Repository files navigation

MD-Compare v1.4.0: Comprehensive Protein Dynamics Analysis Platform

Python License Version Platform

MD-Compare is a comprehensive toolkit for analyzing molecular dynamics simulations with advanced network analysis, conformational dynamics, and kinetic modeling capabilities.
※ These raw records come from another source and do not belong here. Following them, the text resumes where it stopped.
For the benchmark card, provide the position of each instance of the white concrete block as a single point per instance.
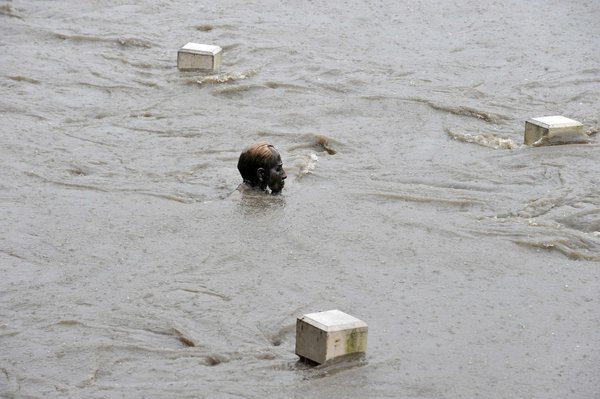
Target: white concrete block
(550, 130)
(325, 335)
(194, 56)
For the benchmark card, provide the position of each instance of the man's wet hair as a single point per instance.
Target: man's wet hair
(256, 156)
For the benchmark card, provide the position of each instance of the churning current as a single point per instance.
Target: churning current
(131, 267)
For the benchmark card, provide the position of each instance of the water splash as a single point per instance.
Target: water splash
(485, 140)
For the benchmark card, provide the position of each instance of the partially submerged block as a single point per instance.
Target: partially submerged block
(325, 335)
(194, 56)
(549, 130)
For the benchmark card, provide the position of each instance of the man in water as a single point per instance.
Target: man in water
(261, 167)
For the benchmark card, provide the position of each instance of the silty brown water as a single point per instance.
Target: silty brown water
(130, 267)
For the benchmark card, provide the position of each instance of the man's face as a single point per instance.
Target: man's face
(277, 175)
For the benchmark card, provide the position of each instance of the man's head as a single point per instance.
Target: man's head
(261, 167)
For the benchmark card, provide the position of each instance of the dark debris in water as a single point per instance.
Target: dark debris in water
(334, 366)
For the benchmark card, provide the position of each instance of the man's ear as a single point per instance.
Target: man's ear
(260, 174)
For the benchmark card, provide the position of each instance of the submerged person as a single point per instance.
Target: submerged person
(261, 168)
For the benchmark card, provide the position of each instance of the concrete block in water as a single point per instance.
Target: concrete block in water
(194, 56)
(325, 335)
(549, 130)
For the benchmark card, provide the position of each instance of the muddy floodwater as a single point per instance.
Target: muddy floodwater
(130, 267)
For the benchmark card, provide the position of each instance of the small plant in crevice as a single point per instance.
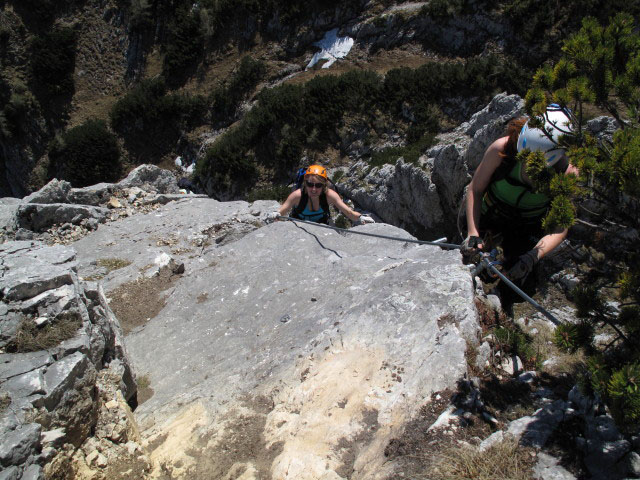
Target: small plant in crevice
(513, 341)
(52, 61)
(599, 68)
(31, 337)
(112, 264)
(85, 155)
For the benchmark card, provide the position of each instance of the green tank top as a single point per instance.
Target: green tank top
(511, 198)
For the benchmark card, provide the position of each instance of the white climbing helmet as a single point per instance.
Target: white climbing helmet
(534, 139)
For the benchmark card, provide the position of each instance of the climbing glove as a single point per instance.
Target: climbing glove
(470, 245)
(366, 219)
(523, 267)
(272, 216)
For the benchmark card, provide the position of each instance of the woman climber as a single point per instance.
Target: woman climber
(501, 200)
(311, 201)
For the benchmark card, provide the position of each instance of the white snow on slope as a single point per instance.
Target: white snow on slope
(332, 48)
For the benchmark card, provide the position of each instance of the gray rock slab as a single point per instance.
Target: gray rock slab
(163, 181)
(373, 325)
(53, 437)
(534, 430)
(11, 473)
(30, 383)
(30, 268)
(14, 364)
(93, 195)
(56, 191)
(171, 197)
(633, 464)
(60, 377)
(17, 445)
(8, 219)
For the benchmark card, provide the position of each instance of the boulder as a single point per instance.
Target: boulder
(17, 445)
(93, 195)
(39, 217)
(40, 285)
(31, 269)
(56, 191)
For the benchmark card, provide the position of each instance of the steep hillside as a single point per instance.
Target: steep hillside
(65, 62)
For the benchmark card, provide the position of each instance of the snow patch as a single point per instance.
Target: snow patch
(332, 48)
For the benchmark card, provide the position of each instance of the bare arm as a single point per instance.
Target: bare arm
(549, 242)
(292, 200)
(481, 178)
(334, 199)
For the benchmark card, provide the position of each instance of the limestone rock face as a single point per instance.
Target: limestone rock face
(45, 306)
(426, 198)
(163, 181)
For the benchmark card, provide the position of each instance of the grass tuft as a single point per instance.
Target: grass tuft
(31, 338)
(504, 460)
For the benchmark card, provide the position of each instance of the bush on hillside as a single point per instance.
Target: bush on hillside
(53, 60)
(151, 120)
(184, 45)
(86, 155)
(443, 9)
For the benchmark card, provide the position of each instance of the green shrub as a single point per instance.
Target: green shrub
(184, 45)
(443, 9)
(225, 99)
(410, 153)
(277, 192)
(151, 120)
(513, 341)
(86, 155)
(52, 61)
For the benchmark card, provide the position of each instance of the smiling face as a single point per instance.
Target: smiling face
(314, 185)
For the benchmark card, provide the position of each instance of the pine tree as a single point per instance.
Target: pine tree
(599, 68)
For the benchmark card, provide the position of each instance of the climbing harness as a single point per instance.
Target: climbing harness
(492, 265)
(487, 262)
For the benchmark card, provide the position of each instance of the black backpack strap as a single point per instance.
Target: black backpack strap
(298, 209)
(304, 199)
(324, 203)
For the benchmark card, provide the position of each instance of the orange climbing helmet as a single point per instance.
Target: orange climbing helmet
(316, 170)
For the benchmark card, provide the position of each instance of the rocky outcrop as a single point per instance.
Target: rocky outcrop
(247, 358)
(425, 198)
(56, 334)
(58, 212)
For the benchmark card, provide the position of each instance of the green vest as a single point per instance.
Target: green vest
(512, 199)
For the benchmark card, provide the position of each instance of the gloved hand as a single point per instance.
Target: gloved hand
(523, 267)
(470, 245)
(272, 216)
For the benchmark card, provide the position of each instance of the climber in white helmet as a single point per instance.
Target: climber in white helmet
(501, 200)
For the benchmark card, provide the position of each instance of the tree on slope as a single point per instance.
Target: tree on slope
(599, 68)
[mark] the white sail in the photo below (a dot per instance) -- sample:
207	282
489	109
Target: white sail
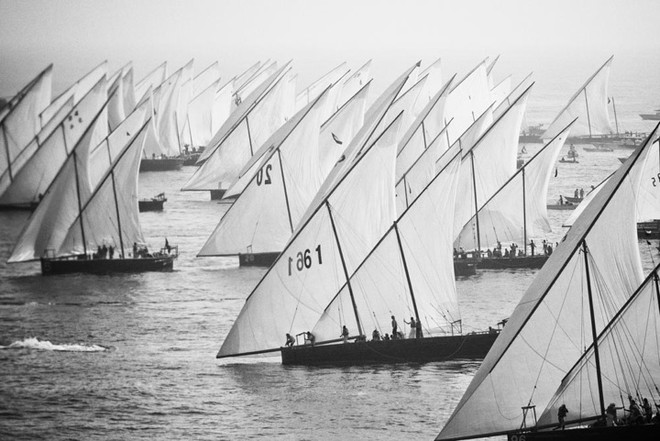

Originally designed for HIV protease research, it provides publication-ready insights into protein dynamics, allosteric mechanisms, and drug resistance pathways.

Key Features

Multi-Scale Dynamics Analysis

  • Network Topology Analysis: Communities, centrality, allosteric pathways
  • Dynamic Cross-Correlations: DCCM matrices and motion coupling
  • Principal Component Analysis: Dominant motion modes and projections
  • Free Energy Landscapes: Thermodynamic conformational analysis
  • Markov State Models: Kinetic pathways and transition timescales
  • Allosteric Hotspot Mapping: Critical communication residues

Advanced Algorithms

  • Community Detection: Leiden, Louvain, Spectral, Hierarchical clustering
  • Centrality Analysis: Betweenness, closeness, eigenvector, degree centrality
  • Network Robustness: Attack tolerance and vulnerability assessment
  • Kinetic Modeling: PyEMMA integration for MSM analysis
  • Statistical Validation: Z-score significance testing and cross-validation

Publication-Ready Output

  • 9-panel Network Dashboard: Comprehensive topology visualization
  • 8-panel MSM Dashboard: Complete kinetic analysis visualization
  • Excel-Compatible Exports: CSV files for detailed data analysis
  • High-Resolution Figures: 300 DPI publication-quality plots
  • Comprehensive Reports: Detailed scientific summaries

Quick Start

Installation

Option 1: Conda (Recommended)

# Create environment with Python 3.10 for best compatibility
conda create -n mdcompare python=3.10
conda activate mdcompare

# Install PyEMMA and other packages from conda-forge
conda install -c conda-forge pyemma python-igraph leidenalg mdanalysis

# Install remaining dependencies
pip install networkx scipy pandas matplotlib seaborn scikit-learn

Option 2: pip Installation

# Create virtual environment
python -m venv .venv
source .venv/bin/activate  # Windows: .venv\Scripts\activate

# Install dependencies
pip install -r requirements.txt

Basic Usage

Complete Analysis (Network + Dynamics + Kinetics)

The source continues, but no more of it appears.